FirstEnergy's move to get rid of the bulk of its energy efficiency programs comes at a time when the company is also trying to convince the commission to approve a new three-year rate plan that would commit its Ohio distribution companies to buy power for 15 years from two of its large, old power plants rather than rely completely on currently less-expensive power sold on wholesale markets.

Under this instantly controversial proposal also pending before the PUCO, the Illuminating Co., Ohio Edison, and Toledo Edison would have to buy all of the output, at whatever the cost, from the Davis-Besse nuclear power plant near Toledo and the coal-fired W.H. Sammis power plant on the Ohio River about 13 miles north of Steubenville.

The purchase agreement would work this way: After buying the power, the three distribution companies would re-sell it into wholesale markets -- absorbing any losses or, FirstEnergy argues, profiting in future years when wholesale power prices rise. The company has argued that during the 15-year agreement, the deal would save customers up to $2 billion. Opponents have questioned that.

In other words, opponents have countered, FirstEnergy would have the benefits of old-fashioned regulated prices for these two uncompetitive power plants while its entire fleet of power plants would remain unregulated by the state.
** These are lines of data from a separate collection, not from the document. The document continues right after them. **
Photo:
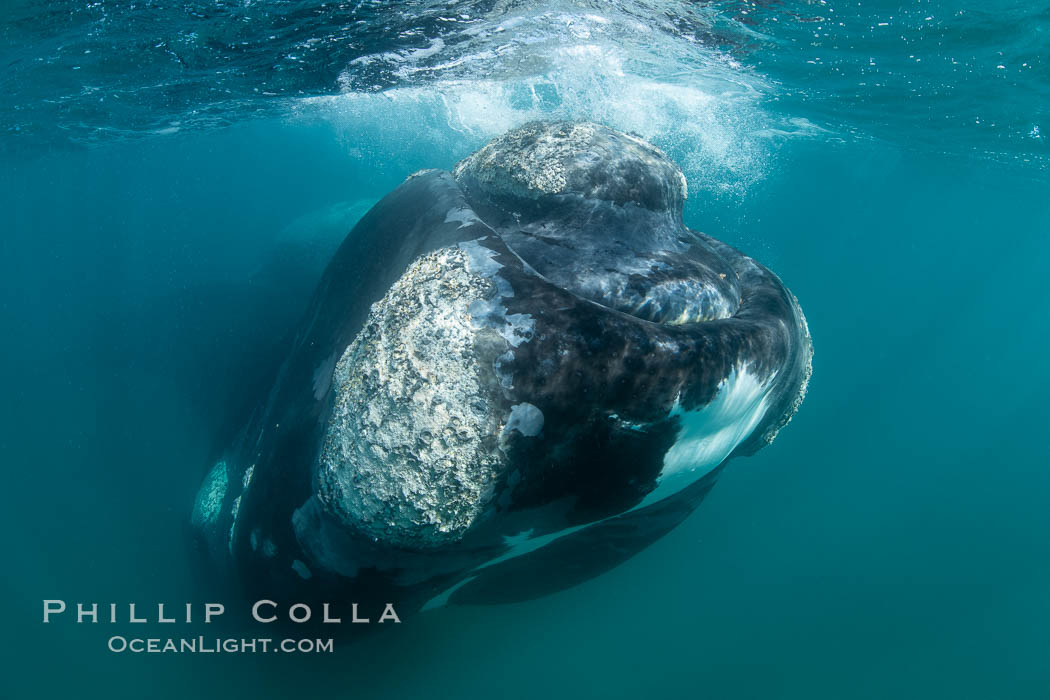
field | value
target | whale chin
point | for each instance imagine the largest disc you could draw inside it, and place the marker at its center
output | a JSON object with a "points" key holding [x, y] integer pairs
{"points": [[505, 366]]}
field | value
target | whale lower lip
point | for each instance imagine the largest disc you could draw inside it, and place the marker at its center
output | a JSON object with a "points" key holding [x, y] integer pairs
{"points": [[498, 361]]}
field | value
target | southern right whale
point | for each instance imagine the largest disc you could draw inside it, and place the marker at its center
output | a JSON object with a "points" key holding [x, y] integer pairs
{"points": [[511, 377]]}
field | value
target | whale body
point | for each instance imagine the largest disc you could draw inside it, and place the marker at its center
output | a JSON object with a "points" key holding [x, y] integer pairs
{"points": [[511, 377]]}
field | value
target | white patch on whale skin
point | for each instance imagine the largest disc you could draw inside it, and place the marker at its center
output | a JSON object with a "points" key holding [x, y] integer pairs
{"points": [[464, 216], [526, 419], [209, 499], [711, 433]]}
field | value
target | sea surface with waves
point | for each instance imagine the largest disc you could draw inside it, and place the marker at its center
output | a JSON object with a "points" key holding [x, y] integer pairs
{"points": [[175, 174]]}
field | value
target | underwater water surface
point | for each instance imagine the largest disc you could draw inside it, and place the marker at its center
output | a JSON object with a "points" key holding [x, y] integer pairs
{"points": [[174, 177]]}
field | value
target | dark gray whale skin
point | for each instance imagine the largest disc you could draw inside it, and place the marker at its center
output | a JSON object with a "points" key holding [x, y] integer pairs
{"points": [[600, 343]]}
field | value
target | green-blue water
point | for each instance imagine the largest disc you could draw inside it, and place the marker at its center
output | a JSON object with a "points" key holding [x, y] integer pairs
{"points": [[166, 217]]}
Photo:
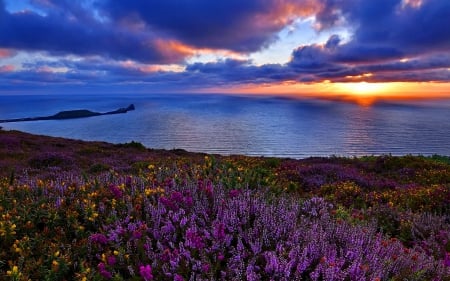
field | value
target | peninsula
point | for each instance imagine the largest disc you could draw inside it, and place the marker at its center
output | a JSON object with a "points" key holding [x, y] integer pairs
{"points": [[71, 114]]}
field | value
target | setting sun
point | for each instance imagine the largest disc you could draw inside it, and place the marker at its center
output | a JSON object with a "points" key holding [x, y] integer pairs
{"points": [[364, 88]]}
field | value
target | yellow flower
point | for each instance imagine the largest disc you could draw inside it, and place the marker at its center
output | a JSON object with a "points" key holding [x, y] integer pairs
{"points": [[14, 271]]}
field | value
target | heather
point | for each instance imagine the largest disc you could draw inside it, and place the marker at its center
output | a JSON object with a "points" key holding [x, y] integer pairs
{"points": [[74, 210]]}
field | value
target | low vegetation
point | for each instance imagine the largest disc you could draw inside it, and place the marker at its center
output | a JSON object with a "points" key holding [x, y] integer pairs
{"points": [[73, 210]]}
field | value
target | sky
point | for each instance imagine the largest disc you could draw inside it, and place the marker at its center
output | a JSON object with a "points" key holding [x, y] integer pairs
{"points": [[301, 47]]}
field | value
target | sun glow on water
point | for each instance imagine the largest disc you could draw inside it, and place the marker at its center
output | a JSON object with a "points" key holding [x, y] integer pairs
{"points": [[364, 88]]}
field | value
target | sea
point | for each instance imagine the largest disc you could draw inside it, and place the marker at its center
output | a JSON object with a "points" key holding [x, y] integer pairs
{"points": [[254, 125]]}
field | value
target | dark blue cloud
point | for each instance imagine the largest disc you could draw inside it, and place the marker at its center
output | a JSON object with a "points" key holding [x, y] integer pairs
{"points": [[76, 33], [243, 26]]}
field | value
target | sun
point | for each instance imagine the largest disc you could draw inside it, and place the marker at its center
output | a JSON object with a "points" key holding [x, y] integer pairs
{"points": [[364, 88], [364, 93]]}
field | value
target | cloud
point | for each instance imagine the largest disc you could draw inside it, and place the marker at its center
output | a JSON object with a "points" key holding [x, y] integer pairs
{"points": [[58, 34], [118, 43], [7, 53], [243, 26], [7, 68]]}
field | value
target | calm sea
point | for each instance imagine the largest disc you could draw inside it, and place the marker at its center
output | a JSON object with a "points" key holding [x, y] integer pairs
{"points": [[260, 125]]}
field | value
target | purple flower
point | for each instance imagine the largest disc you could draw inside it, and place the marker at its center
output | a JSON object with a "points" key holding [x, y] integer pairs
{"points": [[146, 272], [137, 234], [111, 260], [115, 190], [103, 272], [205, 267], [194, 240], [447, 259], [178, 278], [234, 193], [219, 231], [98, 238]]}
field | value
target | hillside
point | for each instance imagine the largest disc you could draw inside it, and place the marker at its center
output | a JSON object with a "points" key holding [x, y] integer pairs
{"points": [[99, 211]]}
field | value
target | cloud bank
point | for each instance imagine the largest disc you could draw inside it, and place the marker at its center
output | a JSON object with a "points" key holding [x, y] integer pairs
{"points": [[106, 43]]}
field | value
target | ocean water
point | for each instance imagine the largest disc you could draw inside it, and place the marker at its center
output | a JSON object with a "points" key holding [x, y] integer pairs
{"points": [[250, 125]]}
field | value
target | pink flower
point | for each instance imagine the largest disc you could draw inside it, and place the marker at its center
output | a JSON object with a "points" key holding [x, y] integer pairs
{"points": [[447, 259], [146, 272]]}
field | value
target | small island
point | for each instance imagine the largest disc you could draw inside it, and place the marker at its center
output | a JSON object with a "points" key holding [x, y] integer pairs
{"points": [[71, 114]]}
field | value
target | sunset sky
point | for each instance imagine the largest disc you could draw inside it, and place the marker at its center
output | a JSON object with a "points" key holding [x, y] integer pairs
{"points": [[359, 47]]}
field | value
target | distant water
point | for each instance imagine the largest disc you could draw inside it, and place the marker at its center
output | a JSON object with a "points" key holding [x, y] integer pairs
{"points": [[261, 126]]}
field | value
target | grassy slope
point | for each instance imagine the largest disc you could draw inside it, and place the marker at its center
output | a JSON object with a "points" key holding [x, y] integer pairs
{"points": [[395, 193]]}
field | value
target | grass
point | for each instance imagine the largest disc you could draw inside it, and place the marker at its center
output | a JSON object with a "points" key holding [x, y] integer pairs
{"points": [[73, 210]]}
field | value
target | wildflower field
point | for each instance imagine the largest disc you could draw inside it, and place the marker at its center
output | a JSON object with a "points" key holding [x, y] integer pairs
{"points": [[73, 210]]}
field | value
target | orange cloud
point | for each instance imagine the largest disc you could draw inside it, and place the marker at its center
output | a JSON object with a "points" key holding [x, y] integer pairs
{"points": [[172, 50], [7, 68]]}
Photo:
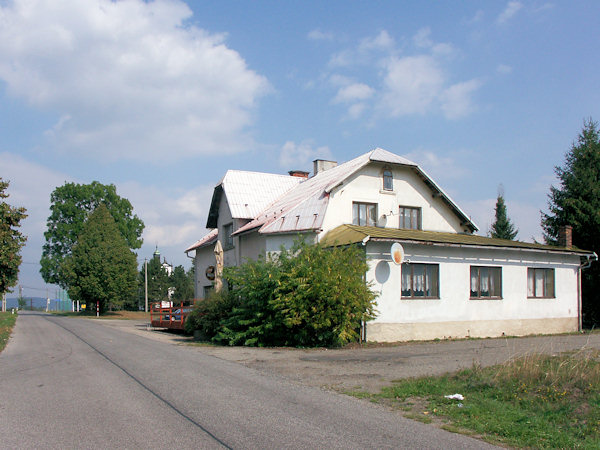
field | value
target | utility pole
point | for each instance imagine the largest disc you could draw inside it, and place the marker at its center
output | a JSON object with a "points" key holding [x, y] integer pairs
{"points": [[146, 283]]}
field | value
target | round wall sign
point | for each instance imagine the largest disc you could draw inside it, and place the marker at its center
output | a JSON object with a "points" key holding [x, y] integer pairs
{"points": [[397, 252]]}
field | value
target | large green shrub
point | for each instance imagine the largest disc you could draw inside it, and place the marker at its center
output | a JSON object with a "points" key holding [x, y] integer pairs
{"points": [[305, 296], [207, 314]]}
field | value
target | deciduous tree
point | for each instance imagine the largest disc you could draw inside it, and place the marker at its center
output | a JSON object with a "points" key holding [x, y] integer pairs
{"points": [[576, 202], [71, 205], [101, 267], [11, 240], [182, 283]]}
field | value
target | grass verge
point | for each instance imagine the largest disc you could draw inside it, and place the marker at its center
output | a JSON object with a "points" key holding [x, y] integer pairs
{"points": [[123, 315], [537, 401], [7, 322]]}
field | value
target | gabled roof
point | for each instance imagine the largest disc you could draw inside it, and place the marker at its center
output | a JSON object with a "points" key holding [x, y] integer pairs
{"points": [[248, 193], [353, 234], [303, 207], [209, 239]]}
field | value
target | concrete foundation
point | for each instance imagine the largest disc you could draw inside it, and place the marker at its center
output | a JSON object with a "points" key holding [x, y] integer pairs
{"points": [[395, 332]]}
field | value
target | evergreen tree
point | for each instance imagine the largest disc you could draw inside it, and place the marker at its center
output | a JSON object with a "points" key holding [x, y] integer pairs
{"points": [[11, 240], [101, 266], [576, 202], [502, 228], [158, 281]]}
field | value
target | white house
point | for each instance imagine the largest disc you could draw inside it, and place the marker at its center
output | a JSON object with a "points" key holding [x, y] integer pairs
{"points": [[449, 283]]}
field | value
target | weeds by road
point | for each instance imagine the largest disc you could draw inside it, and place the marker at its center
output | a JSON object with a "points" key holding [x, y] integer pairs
{"points": [[7, 322], [125, 315], [536, 401]]}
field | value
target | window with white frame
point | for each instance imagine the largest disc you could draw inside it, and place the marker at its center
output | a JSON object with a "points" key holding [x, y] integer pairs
{"points": [[540, 283], [227, 237], [486, 282], [364, 214], [388, 180], [410, 218], [420, 281]]}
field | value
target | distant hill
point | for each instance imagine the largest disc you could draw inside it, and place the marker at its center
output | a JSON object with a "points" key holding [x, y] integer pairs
{"points": [[38, 303]]}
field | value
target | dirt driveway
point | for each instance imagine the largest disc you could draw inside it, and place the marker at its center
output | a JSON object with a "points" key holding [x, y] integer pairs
{"points": [[370, 368]]}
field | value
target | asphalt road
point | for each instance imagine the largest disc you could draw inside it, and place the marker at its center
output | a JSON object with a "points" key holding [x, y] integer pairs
{"points": [[75, 383]]}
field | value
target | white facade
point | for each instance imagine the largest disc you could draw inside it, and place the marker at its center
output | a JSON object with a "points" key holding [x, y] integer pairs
{"points": [[324, 207], [454, 313]]}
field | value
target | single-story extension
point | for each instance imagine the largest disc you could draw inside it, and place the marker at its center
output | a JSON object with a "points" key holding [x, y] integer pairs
{"points": [[434, 277]]}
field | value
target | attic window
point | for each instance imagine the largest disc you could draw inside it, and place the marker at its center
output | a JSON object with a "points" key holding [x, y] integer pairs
{"points": [[227, 237], [388, 180], [364, 214]]}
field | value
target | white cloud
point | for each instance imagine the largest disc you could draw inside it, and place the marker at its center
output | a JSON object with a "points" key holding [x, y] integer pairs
{"points": [[456, 101], [402, 84], [504, 69], [318, 35], [509, 12], [422, 38], [353, 92], [128, 79], [411, 85], [299, 156], [383, 41]]}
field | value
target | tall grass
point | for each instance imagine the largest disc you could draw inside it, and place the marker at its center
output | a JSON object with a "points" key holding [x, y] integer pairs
{"points": [[7, 322], [539, 401]]}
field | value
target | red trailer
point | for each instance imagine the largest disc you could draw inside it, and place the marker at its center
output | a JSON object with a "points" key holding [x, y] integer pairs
{"points": [[169, 315]]}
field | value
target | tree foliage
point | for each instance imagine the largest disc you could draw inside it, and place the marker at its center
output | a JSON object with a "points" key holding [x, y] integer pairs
{"points": [[306, 296], [576, 202], [101, 267], [71, 204], [11, 240], [158, 280], [502, 228]]}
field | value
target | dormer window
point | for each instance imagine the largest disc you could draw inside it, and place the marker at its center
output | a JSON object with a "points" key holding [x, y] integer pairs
{"points": [[410, 218], [388, 180], [364, 214], [227, 237]]}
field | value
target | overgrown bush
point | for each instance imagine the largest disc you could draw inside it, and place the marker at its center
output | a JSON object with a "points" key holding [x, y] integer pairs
{"points": [[208, 313], [305, 296]]}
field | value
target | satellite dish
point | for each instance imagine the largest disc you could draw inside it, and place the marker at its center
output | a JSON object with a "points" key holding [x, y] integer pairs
{"points": [[397, 253]]}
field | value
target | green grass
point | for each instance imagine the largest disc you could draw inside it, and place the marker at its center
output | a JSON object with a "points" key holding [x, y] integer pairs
{"points": [[536, 401], [7, 322]]}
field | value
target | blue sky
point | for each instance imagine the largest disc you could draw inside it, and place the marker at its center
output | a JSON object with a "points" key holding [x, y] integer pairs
{"points": [[161, 98]]}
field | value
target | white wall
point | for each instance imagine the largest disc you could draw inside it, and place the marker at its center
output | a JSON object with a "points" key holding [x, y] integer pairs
{"points": [[204, 257], [454, 306], [409, 190]]}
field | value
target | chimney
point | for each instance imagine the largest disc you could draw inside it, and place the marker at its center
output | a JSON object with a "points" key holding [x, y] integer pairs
{"points": [[565, 236], [321, 165], [298, 173]]}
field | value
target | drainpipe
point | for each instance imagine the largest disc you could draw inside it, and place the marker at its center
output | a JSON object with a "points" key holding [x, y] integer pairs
{"points": [[590, 258]]}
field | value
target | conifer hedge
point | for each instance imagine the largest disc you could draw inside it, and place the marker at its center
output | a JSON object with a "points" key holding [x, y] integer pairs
{"points": [[307, 296]]}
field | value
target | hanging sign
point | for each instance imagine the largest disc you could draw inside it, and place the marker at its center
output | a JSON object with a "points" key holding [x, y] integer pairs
{"points": [[397, 253], [210, 272]]}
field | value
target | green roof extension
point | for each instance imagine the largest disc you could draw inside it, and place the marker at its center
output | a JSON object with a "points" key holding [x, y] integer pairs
{"points": [[352, 234]]}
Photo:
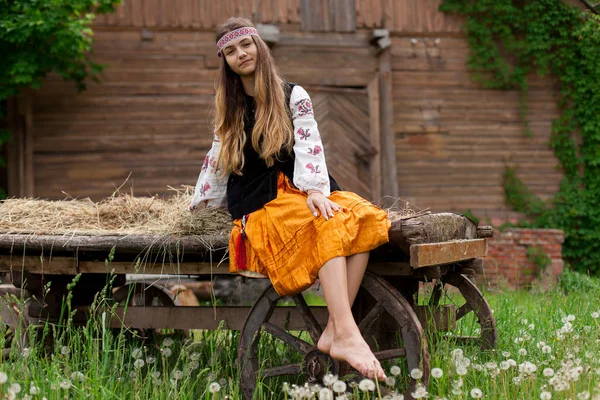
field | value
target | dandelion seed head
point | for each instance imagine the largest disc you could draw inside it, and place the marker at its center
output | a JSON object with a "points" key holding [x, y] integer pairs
{"points": [[137, 353], [214, 387], [366, 385], [65, 384], [395, 370], [77, 376], [325, 394], [329, 379], [416, 373], [339, 386]]}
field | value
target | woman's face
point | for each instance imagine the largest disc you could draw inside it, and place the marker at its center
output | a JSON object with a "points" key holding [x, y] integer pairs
{"points": [[240, 54]]}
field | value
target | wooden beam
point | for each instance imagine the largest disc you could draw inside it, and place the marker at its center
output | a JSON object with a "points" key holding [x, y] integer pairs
{"points": [[212, 318], [422, 255], [375, 128], [389, 182]]}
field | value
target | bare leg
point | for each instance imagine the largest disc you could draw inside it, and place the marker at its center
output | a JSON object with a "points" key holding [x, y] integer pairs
{"points": [[348, 344], [355, 267]]}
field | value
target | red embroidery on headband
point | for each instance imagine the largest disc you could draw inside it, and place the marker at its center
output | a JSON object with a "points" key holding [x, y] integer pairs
{"points": [[248, 30]]}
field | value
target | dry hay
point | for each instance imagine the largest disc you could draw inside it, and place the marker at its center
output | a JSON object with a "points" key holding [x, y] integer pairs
{"points": [[125, 214], [120, 214]]}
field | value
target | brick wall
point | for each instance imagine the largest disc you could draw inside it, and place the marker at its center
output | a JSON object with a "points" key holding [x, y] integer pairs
{"points": [[508, 264]]}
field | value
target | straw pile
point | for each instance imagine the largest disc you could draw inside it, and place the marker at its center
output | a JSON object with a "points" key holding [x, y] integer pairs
{"points": [[121, 214], [124, 214]]}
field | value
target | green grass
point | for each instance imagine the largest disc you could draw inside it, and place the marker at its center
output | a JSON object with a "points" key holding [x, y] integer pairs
{"points": [[93, 362]]}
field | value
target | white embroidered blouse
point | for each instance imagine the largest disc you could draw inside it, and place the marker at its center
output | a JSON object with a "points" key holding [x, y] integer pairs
{"points": [[310, 170]]}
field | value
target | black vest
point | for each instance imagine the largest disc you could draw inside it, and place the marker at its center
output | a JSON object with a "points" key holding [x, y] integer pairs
{"points": [[258, 183]]}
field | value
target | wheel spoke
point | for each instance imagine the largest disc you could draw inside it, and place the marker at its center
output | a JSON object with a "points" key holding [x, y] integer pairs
{"points": [[390, 354], [298, 344], [311, 323], [436, 294], [292, 369], [463, 310], [371, 316]]}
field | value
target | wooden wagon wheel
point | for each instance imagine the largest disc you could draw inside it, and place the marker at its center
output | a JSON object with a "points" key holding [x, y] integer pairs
{"points": [[140, 294], [465, 299], [388, 305]]}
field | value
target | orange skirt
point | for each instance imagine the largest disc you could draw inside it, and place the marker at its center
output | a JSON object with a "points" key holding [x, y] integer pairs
{"points": [[288, 244]]}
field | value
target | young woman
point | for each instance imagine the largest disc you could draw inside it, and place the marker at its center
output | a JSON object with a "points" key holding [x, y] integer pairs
{"points": [[291, 221]]}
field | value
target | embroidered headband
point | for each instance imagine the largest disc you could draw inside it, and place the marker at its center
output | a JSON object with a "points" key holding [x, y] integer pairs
{"points": [[247, 30]]}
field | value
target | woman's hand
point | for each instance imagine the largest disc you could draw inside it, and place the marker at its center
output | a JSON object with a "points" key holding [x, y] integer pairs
{"points": [[317, 201]]}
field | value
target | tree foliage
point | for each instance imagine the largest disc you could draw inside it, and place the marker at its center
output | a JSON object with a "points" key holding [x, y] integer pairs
{"points": [[512, 39], [42, 36]]}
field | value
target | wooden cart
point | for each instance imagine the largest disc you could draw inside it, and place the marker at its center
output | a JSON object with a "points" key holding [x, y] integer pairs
{"points": [[419, 280]]}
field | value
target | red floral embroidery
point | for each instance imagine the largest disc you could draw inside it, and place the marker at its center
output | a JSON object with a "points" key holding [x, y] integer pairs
{"points": [[315, 151], [204, 188], [304, 107], [205, 164], [303, 135], [313, 169]]}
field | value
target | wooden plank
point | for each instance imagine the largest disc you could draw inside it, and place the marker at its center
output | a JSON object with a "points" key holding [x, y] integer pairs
{"points": [[422, 255], [211, 318], [388, 143], [375, 128]]}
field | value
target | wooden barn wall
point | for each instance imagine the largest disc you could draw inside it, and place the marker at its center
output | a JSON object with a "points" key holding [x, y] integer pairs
{"points": [[150, 114], [312, 15], [454, 139]]}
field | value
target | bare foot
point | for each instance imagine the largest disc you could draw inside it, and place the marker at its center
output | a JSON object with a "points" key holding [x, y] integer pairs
{"points": [[353, 349], [324, 344]]}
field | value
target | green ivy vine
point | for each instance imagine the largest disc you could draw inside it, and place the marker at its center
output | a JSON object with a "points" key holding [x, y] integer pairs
{"points": [[509, 40]]}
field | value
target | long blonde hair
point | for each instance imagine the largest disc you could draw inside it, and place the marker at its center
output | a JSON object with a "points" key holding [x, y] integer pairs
{"points": [[272, 132]]}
In sworn testimony, company executives have told the Commission that without the deal, the company could be forced to close Sammis and Davis-Besse because they cannot compete against modern, gas-fired power plants. They said they expect wholesale market prices eventually to increase significantly, in which case, the Ohio companies buying Davis-Besse and Sammis power would be getting a deal.

Together, Davis-Besse and Sammis have cost the company billions of dollars in safety and pollution control upgrades -- money spent that now would have to be shouldered by rate payers to cover the cost of the more expensive electricity they generate, opponents have countered.

A company spokesman, in an email Thursday, noted that the power purchase agreements would be subject to a "prudence reviews" and that the company would annually submit costs to the PUCO for review.